深層心理の国のアリス〜映画『アリス・イン・ワンダーランド』

アリス・イン・ワンダーランド (監督:ティム・バートン 2010年アメリカ映画)

■ティム・バ−トン最新作『アリス・イン・ワンダーランド

調べてみたらティム・バートンのメジャー製作映画は全て観ていた。それだけ気になる監督であるし、ある時期までは本当に好きな監督であったのは確かだ。『ビートルジュース』のキッチュでカラフルな死後の世界、『マーズ・アタック!』のチープでブラックな60年代SFの世界、『シザーハンズ』や『エド・ウッド』で描かれるフリークスの孤独と悲しみ。心奪われた作品は挙げていくときりがないほどだ。そしてそれら全てが『ナイトメア・ビフォー・クリスマス』でも窺える個性的で卓越した美術センスで描かれるのだ。いうなればSF・ホラー・ファンタジーオタクの濃縮複合体みたいな監督だった。だがどうも『スリーピー・ホロウ』あたりから手癖だけで作っているような空虚な作品が目立ち、前作『スウィーニー・トッド』あたりまでいまひとつな感想ばかり出るような作品が並んでいた。

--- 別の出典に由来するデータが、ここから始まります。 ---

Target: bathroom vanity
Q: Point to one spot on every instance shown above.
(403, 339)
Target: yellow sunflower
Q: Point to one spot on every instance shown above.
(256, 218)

そこでこの『アリス・イン・ワンダーランド』が新作として届けられたわけだが、いやこれがもう、これまでの不作が嘘だったかのような、ティム・バートンの面目躍如ともいえる良作に仕上がっていた。そもそも『不思議の国のアリス』をバートンが映画化、と聞いた時点でこれは傑作にならないわけがない、とさえ思っていたぐらいだ。うさぎの穴から落ちて不思議の国を巡った幼いアリスが13年後、19歳の少女となり再び不思議の国を訪れる…というこの物語は、原作『不思議の国のアリス』や『鏡の国のアリス』のお馴染みのキャラクターやエピソードを上手く生かしながら映画独自のストーリー展開を見せ、最後にはアリスが争乱の渦中にある不思議の国を救おうと立ち上がる、といった物語になっている。『不思議の国のアリス』はもともとがダジャレや語呂合わせなどナンセンスな文章を基調としたメタ小説的な児童文学であり、それを起承転結のあるドラマとして仕上げるのだからこういった肉付けは必要なことだろう。

■深層心理の世界

自分の道を切り開き、世界のために立ち上がるアリス。そこにはオリジナル・アリスのような周りに翻弄されるだけの受け身なアリスの姿は無く、そして過去のバートン作品のような日陰者の痛みや悲しみが描かれるわけでもない。そんなアリスの物語に、また、バートンの映画に、違和感がある方もいるかもしれない。だがしかし、自己完結した幼い少女から成長し、大人として世界と社会に立ち向かわなければならないアリスの姿は、バートンの映画的変化ともどこか被らないか。それを変節と取るか変遷と取るかは観る者の側にあり、オレが最近のバートン映画に感じていたように、「昔のバートンのほうがよかった」という感想もあるかもしれない。だがこの映画は、エヴァンゲリオンのシンジくんが「逃げちゃダメだ逃げちゃダメだ」と自己を追い込みながら、最終的に、「ボクは逃げてもいいんだ」という結論に達したように、「変じゃダメなのか?変じゃダメなのか?」とルサンチマンを抱えたバートンが、「ボクは変でもいいんだ」と自己を受け入れた作品だったのではないか。それはアリスの父が幼いアリスに語った、「優れた人は皆頭が変さ」といった台詞に表れているように思う。この台詞は実はそのままバートン自身の我褒めととっていい。即ち変であること、一種のフリークスであること孤独や悲嘆を描き、自虐的であったり露悪的であったりしたかつてのバートンが、その才能を開花させて製作した映画への数々の賞賛により、大いなる自信を持てるようになったことの喜びを表しているのではないか。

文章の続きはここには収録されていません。